Thursday, February 22, 2007

Tightly coupling .NET and Java components utilizing IIOP.NET

Loosely coupled sort of integrations such as SOA are common since business processes are becoming more dynamic and object-based development platforms are expanding. But I don’t think the era of tightly coupled systems is over yet for reasons such as lower integration cost or having stateful distributed objects (rare but valid requirement).

The objective of this post isn't to debate the pros and cons of such integration methods, but to introduce a .NET library using which .NET components can expose interfaces compliant with CORBA's IDL and thus, simply put, be integrated with any other component that understands IDL (e.g.: Java components via RMI-IIOP).
I'm assuming you're not familiar with CORBA and hence I'll start with a brief introduction to ORB and CORBA.

The following picture depicts the basic concept behind an ORB. The general purpose of an ORB is to provide communication means between different components of a software application. The component providing a service is represented by an object which encapsulates the code.
A client can request service from an object by sending a request through an ORB.

CORBA is OMG’s vendor-independent architecture that defines true interoperability by specifying how ORBs from different vendors can communicate.
Following figure shows some of the finer grained details from the CORBA model.
The shaded section between the application and the ORB infrastructure is the only part that is standardized by CORBA; semantics. CORBA doesn't standardize the underlying mechanisms though. Consequently the selected underlying mechanisms may not be compatible across different vendors.
To resolve this issue an additional standard called Internet Inter ORB Protocol (IIOP) has been defined to specify how different ORB mechanisms can interoperate transparently.

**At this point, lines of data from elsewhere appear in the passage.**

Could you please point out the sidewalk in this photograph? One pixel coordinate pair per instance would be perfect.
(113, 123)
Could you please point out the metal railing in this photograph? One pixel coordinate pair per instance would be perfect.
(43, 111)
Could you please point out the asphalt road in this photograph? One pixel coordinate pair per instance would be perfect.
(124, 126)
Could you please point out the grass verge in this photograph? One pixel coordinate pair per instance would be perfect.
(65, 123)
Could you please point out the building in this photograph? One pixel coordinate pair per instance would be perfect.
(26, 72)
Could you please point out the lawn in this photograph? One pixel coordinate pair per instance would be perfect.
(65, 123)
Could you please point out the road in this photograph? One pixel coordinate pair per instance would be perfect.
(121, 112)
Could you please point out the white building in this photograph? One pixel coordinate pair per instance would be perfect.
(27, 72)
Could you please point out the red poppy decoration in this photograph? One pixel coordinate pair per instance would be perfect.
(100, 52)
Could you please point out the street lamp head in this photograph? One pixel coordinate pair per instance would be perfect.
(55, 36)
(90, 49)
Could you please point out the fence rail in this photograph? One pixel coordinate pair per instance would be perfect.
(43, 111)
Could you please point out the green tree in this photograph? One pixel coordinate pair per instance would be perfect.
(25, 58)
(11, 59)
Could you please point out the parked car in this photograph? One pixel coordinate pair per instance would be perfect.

IIOP .NET is a .NET Remoting channel based on IIOP's conventions. IIOP .NET acts as an ORB and converts .NET’s CTS to CORBA’s types and vice versa making .NET objects accessible to Java components that deliver CORBA capabilities via RMI-IIOP (RMI over IIOP).

There have been other projects around this idea. But this one (IIOP.NET) seems to be the most stable one.
To see a complete example, please refer to the following URL:
http://www.codeproject.com/csharp/dist_object_system.asp

I'm really keen to know if there is anyone who has hands-on experience with IIOP .NET. What issues did you face and how did you resolve them?

2 comments:

Anonymous said...

Hi

I didn't quite understand what CORBA is which I don't think you could've explained it more detail here, but I could digest the idea of tightly coupled interoperation using IIOP.
It's fascinating. I got to tell you, your architectural stuff is more interesting.

Thanks for this Amir. I think I'm going to give it a try.

William

Unknown said...

Thanks William.

Well, everything I've written here in this blog somehow is related to software architecture.
I don't believe of architectures getting isolated from development or database challenges.